U.S. shale production is set to snap a three-month decline in February, the U.S. government said on Jan. 17, as energy firms boost drilling activity with crude prices hovering near 18-month highs.

The month-on-month increase in production would be the first since October 2016 and the third rise in one year, according to the U.S. Energy Information Administration's (EIA) drilling productivity report.

February production will edge up 40,750 barrels per day (bbl/d) to 4.748 MMbbl/d, the EIA said. In January, it was expected to drop by 5,900 bbl/d.

In the Permian Basin in West Texas and eastern New Mexico, output is set to rise by 53 Mbbl/d, to reach 2.180 MMbbl/d, the data showed.

North Dakota's Bakken oil production was set to drop by 20 Mbbl/d, down to 978 Mbbl/d. Eagle Ford oil output from Texas was set to drop by 3 Mbbl/d, to 1.042 MMbbl/d.

U.S. crude futures were trading at about $53/bbl on Jan. 17, not far below 18-month highs set earlier in January, as members of OPEC and non-OPEC countries followed through on plans to cut output at the start of the year in an effort to boost prices and cut the global oversupply.
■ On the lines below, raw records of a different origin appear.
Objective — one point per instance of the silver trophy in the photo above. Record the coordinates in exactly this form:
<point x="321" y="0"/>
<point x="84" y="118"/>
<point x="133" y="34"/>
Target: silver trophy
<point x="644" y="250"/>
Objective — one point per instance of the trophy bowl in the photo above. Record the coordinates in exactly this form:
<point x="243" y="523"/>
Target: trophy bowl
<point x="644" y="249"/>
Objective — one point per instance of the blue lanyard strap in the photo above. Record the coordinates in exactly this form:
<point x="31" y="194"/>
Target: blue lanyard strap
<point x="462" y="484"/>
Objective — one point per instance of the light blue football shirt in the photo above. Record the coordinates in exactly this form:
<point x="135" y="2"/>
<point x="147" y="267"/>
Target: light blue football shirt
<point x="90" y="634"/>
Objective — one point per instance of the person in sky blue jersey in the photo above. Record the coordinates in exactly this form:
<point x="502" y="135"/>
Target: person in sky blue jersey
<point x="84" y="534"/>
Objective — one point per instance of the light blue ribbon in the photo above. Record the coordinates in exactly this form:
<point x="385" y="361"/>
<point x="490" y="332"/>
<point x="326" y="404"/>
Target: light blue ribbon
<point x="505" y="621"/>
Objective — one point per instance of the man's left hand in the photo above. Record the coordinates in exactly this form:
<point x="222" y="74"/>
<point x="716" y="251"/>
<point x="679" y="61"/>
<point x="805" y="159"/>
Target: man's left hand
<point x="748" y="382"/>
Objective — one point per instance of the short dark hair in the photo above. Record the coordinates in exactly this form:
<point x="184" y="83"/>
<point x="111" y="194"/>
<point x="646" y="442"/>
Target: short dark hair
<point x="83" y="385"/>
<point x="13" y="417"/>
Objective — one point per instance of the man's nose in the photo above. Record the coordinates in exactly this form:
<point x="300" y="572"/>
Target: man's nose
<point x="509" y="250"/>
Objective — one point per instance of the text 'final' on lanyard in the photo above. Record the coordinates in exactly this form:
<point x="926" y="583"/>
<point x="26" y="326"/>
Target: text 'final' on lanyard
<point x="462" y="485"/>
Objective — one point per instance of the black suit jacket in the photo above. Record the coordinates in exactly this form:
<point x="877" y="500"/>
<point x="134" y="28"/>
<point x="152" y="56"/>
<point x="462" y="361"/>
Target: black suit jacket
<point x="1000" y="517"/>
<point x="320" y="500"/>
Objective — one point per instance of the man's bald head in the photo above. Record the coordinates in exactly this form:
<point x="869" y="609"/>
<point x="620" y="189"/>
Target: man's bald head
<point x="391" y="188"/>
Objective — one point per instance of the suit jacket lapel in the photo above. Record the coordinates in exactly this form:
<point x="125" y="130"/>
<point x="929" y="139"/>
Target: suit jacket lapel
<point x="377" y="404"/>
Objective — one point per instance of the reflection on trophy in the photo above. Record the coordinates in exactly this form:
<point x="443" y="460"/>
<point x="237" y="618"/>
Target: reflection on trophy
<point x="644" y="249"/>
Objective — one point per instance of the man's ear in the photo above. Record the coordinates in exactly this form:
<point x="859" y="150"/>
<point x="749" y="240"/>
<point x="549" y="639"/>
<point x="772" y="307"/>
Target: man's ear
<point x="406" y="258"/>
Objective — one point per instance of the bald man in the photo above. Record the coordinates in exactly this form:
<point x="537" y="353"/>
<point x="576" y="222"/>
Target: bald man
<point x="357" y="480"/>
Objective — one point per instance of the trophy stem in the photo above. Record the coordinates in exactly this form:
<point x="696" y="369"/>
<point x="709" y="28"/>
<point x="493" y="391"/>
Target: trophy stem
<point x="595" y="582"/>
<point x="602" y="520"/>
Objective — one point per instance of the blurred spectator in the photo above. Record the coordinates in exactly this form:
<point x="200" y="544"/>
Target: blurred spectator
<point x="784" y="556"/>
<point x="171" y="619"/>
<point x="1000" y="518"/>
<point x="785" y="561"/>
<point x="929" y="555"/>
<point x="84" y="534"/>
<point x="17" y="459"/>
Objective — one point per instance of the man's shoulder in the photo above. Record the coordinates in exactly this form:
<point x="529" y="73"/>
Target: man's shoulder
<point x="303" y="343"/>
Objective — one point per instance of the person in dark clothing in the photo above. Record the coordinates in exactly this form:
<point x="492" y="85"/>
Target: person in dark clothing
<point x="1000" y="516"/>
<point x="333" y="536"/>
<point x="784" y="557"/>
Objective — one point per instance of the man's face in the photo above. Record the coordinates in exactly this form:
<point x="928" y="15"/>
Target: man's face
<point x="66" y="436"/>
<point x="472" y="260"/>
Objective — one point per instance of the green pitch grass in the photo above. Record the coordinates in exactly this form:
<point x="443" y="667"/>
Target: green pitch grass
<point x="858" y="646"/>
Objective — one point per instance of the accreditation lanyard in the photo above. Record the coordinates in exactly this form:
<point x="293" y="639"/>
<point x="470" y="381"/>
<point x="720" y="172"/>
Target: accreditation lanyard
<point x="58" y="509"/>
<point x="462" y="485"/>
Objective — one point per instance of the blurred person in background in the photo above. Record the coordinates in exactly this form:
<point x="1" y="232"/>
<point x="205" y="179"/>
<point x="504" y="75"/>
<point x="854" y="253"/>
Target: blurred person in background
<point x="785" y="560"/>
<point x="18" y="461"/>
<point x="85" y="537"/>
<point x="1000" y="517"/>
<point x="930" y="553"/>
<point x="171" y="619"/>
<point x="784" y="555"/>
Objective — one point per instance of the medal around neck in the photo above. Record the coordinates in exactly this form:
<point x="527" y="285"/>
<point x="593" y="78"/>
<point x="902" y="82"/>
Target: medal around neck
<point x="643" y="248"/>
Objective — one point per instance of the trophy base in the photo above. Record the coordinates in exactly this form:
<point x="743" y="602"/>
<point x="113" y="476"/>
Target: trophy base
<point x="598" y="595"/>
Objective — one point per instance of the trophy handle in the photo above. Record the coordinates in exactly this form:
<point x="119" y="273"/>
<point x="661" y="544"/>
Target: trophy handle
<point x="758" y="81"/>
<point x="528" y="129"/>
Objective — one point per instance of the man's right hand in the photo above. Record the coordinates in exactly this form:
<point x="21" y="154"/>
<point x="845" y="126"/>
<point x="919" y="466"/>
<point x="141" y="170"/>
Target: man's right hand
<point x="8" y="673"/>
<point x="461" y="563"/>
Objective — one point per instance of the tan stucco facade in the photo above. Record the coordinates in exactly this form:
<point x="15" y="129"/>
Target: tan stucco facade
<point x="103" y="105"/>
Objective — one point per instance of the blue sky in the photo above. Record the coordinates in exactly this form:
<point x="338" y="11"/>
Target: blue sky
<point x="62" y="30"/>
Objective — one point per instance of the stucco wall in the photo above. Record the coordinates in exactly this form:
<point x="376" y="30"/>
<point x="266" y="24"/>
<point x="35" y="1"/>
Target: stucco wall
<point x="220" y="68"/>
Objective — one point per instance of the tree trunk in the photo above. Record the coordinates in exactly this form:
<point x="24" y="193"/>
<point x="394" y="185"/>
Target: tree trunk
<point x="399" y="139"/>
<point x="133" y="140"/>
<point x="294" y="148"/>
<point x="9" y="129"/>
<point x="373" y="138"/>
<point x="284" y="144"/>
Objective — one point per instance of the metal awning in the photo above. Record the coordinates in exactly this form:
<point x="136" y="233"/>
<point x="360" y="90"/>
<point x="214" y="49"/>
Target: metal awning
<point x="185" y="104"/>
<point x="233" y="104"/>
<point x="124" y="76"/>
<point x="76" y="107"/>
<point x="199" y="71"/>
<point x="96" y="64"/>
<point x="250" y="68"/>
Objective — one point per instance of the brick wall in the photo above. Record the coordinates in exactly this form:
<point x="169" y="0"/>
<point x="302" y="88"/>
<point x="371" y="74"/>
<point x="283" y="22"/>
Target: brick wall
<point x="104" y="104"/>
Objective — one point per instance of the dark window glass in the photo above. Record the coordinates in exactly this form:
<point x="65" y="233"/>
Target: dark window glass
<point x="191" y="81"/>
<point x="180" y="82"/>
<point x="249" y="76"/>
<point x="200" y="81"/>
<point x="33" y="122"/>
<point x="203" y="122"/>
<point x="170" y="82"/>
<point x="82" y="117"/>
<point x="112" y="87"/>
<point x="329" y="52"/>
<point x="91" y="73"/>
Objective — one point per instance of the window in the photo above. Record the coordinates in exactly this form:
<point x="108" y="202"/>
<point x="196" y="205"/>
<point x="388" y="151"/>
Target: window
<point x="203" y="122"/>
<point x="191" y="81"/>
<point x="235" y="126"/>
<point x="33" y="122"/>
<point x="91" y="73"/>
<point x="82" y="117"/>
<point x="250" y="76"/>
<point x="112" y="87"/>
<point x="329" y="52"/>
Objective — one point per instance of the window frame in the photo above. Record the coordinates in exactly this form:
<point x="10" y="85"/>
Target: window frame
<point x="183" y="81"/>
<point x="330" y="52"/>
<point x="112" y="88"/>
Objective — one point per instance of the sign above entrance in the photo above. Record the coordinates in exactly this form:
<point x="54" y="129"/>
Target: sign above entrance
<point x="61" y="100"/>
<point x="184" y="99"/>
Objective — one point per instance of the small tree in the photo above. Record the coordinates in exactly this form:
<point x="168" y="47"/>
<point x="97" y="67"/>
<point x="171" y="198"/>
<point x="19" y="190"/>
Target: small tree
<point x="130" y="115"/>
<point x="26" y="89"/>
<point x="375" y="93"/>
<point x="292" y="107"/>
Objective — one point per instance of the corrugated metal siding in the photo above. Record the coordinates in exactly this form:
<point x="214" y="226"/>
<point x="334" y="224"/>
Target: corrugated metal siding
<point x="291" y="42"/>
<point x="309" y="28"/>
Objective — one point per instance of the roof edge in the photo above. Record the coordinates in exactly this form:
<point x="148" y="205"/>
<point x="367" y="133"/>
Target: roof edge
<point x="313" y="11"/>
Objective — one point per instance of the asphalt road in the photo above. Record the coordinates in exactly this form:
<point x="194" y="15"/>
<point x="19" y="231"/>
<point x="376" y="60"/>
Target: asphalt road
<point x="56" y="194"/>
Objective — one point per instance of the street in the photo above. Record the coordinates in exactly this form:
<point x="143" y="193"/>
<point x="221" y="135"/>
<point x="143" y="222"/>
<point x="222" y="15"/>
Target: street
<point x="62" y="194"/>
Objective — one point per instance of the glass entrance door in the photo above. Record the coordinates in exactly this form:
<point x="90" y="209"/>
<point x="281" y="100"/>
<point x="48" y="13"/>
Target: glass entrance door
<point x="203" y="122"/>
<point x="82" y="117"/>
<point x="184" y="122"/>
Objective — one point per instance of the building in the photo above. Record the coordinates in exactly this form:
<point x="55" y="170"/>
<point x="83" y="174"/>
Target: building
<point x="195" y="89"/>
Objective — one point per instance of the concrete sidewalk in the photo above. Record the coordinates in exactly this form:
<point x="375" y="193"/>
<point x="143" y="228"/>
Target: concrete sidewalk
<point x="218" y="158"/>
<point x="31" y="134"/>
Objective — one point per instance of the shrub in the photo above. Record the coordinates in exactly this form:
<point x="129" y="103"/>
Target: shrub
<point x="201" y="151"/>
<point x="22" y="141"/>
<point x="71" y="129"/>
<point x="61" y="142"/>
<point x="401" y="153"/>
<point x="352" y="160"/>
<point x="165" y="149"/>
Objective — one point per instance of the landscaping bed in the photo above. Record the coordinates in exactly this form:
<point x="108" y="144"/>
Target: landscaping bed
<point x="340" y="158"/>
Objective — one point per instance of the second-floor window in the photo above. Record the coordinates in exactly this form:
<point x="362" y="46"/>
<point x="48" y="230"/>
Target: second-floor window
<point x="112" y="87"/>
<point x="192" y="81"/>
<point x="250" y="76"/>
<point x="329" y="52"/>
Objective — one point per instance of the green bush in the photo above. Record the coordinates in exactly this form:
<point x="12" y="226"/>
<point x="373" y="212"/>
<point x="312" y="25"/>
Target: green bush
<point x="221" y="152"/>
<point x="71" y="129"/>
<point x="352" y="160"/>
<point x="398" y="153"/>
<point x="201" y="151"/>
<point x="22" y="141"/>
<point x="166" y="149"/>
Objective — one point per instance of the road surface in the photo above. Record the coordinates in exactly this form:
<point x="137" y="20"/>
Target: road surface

Total U.S. natural gas production was forecast to increase in February for a third month in four, to 48 billion cubic feet per day (Bcfd), the EIA said. That would be up over 0.3 Bcfd from January.

The biggest regional decline was expected to be in the Eagle Ford, down almost 0.1 Bcfd to 5.5 Bcfd in February, the lowest level of output in the basin since November 2013, the EIA said.

Output in the Marcellus Shale in Pennsylvania and West Virginia was set to rise by almost 0.2 Bcfd to 18.6 Bcfd in February, a fourth consecutive increase.

EIA also said producers drilled 712 wells and completed 545 in the biggest shale basins in December, leaving total drilled but uncompleted wells up 167 at 5,379, the most since April.